La Bosnia organizza sondaggi locali per il 4 ottobre, ma Mostar lo esclude nuovamente

FOTO FILE: Il Ponte Vecchio è raffigurato a Mostar, in Bosnia ed Erzegovina, il 24 marzo 2018. REUTERS / Dado Ruvic / File Photo

SARAJEVO – La Bosnia terrà le elezioni locali il 4 ottobre, ma Mostar, una città divisa etnicamente nel sud del paese dei Balcani, dove dal 2008 non si è tenuto alcun voto, sarà nuovamente esentata, ha detto giovedì l'autorità elettorale.

Quasi 3,4 milioni di elettori sceglieranno consigli e sindaci di città e municipalità nelle due regioni autonome della Bosnia – la Federazione Bosniaco-Croata e la Repubblica Serba – nonché nel neutrale distretto settentrionale di Brcko.

La commissione elettorale (CIK) non ha ancora fissato le scadenze per le diverse fasi del voto perché non ha ancora i finanziamenti necessari, ha dichiarato il segretario generale della CIK Goran Miskovic in una riunione della commissione trasmessa su YouTube.

Il governo centrale non ha ancora approvato un budget per il 2020 e ha operato sulla base di accordi di finanziamento intermedi trimestrali.
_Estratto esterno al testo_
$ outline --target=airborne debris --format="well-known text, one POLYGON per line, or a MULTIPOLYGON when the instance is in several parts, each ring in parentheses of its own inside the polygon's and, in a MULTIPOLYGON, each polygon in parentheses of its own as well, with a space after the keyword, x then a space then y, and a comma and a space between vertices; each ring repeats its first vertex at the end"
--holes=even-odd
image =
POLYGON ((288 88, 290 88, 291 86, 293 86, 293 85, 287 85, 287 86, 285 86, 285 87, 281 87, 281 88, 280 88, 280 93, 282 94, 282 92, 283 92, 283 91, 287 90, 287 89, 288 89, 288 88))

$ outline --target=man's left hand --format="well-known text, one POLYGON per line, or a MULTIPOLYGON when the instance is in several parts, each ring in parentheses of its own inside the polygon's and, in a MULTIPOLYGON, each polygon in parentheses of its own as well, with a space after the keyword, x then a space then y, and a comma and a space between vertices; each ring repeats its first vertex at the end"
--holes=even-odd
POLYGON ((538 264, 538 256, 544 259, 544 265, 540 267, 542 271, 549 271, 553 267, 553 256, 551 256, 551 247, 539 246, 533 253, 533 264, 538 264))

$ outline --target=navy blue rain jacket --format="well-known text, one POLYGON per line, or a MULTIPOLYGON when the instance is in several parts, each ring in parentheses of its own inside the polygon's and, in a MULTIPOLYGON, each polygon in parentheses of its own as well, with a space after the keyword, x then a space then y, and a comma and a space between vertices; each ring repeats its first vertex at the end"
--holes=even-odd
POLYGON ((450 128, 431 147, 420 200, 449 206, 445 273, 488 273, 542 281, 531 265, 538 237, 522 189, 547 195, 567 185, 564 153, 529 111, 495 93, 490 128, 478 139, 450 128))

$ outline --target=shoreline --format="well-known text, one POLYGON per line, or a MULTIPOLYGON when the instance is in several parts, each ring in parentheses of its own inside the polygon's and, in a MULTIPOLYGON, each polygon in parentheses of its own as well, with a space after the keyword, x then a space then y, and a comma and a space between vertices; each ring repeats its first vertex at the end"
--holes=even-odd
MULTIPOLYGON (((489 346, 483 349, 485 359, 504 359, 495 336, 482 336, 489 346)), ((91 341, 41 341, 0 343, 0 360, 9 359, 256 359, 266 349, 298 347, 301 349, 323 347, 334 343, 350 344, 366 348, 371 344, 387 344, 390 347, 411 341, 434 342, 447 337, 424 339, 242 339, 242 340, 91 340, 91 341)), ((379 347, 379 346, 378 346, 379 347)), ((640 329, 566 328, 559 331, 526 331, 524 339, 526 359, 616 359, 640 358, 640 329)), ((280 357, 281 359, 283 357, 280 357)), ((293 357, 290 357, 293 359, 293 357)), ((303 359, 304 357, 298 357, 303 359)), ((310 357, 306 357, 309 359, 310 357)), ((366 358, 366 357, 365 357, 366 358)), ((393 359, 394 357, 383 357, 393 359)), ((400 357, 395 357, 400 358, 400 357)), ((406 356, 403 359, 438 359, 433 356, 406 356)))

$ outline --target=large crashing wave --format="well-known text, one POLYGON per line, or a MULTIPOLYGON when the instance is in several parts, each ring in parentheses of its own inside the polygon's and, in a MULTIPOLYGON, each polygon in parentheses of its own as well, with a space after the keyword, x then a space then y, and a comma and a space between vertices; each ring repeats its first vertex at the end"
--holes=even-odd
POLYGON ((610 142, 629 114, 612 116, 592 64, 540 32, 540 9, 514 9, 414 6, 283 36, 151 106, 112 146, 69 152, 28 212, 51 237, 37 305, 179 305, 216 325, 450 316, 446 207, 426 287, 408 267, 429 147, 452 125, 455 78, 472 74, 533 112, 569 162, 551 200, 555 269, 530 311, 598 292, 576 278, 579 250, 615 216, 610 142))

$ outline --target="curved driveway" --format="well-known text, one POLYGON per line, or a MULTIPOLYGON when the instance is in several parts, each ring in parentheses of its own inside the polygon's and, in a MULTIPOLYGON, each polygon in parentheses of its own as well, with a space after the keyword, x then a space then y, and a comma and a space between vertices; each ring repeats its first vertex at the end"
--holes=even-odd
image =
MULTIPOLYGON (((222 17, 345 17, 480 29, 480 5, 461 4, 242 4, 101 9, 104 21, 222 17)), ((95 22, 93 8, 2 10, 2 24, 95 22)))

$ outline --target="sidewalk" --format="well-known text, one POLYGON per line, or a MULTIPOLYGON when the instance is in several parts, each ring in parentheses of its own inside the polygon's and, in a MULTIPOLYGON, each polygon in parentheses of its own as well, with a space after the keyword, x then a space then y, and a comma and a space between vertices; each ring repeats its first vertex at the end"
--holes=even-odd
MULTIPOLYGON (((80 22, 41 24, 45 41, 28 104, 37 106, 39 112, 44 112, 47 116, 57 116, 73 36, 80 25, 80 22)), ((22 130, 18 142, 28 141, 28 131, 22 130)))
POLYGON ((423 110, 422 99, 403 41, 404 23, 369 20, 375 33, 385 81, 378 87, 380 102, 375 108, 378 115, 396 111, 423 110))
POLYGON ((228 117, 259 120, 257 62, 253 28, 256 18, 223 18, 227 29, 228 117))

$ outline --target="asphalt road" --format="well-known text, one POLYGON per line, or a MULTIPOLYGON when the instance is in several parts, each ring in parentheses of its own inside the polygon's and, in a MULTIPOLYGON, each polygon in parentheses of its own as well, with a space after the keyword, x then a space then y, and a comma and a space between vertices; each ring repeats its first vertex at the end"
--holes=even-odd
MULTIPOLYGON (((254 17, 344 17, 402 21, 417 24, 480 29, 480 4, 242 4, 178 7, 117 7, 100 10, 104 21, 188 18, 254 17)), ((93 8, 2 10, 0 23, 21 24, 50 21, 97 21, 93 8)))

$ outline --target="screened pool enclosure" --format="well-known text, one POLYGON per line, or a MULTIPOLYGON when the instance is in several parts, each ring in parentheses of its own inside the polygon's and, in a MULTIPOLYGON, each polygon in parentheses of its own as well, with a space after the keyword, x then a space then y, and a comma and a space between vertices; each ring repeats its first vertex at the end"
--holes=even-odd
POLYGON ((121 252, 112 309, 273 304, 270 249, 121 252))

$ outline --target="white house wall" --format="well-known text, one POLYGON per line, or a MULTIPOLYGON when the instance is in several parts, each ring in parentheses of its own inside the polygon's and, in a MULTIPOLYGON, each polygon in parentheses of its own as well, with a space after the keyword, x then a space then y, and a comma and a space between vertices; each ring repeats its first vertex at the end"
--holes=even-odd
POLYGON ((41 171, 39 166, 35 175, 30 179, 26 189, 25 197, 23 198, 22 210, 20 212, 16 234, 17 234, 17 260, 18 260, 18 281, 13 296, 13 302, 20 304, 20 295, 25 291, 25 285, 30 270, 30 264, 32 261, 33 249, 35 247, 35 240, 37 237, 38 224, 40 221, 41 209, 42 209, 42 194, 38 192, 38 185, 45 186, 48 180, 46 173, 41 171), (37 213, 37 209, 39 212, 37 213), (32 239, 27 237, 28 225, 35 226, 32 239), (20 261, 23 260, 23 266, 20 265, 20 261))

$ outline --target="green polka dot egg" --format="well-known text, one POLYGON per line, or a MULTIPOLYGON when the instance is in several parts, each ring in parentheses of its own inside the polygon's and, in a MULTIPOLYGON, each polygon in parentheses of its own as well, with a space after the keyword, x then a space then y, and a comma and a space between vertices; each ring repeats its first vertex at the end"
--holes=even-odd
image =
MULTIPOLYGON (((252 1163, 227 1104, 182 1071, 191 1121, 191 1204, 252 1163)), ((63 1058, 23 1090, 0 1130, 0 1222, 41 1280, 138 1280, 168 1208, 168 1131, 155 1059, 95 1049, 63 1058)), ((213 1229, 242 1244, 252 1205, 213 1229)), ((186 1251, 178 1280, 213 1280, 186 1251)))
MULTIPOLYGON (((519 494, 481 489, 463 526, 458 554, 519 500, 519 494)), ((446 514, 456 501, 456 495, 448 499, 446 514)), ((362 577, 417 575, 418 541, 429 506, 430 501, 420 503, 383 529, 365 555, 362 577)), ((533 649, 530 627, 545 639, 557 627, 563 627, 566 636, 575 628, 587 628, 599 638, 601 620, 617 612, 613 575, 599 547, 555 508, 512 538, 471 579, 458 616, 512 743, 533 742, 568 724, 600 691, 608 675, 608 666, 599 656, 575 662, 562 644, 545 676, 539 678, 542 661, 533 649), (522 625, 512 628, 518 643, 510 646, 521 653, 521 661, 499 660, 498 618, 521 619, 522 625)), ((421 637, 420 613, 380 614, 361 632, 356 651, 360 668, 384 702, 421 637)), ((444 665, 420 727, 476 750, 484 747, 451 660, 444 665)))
La presidenza del paese dovrebbe approvare il bilancio a giugno, compreso il finanziamento per il voto.

La situazione di stallo a Mostar, divisa tra bosniaci (musulmani bosniaci) e croati dalla fine della guerra in Bosnia del 1992-95, deriva dalla mancata applicazione da parte delle autorità di una decisione della Corte costituzionale del 2010 sulla condivisione del potere.

Lo scorso ottobre la Corte Europea dei Diritti dell'Uomo si è pronunciata a favore di un politico bosniaco dell'opposizione che aveva fatto causa allo stato per non aver tenuto elezioni locali a Mostar.

La corte ha concesso al paese dei Balcani sei mesi per modificare la sua legge elettorale in modo da poter votare a Mostar, ma il parlamento non si è seduto negli ultimi due mesi a causa della nuova pandemia di coronavirus.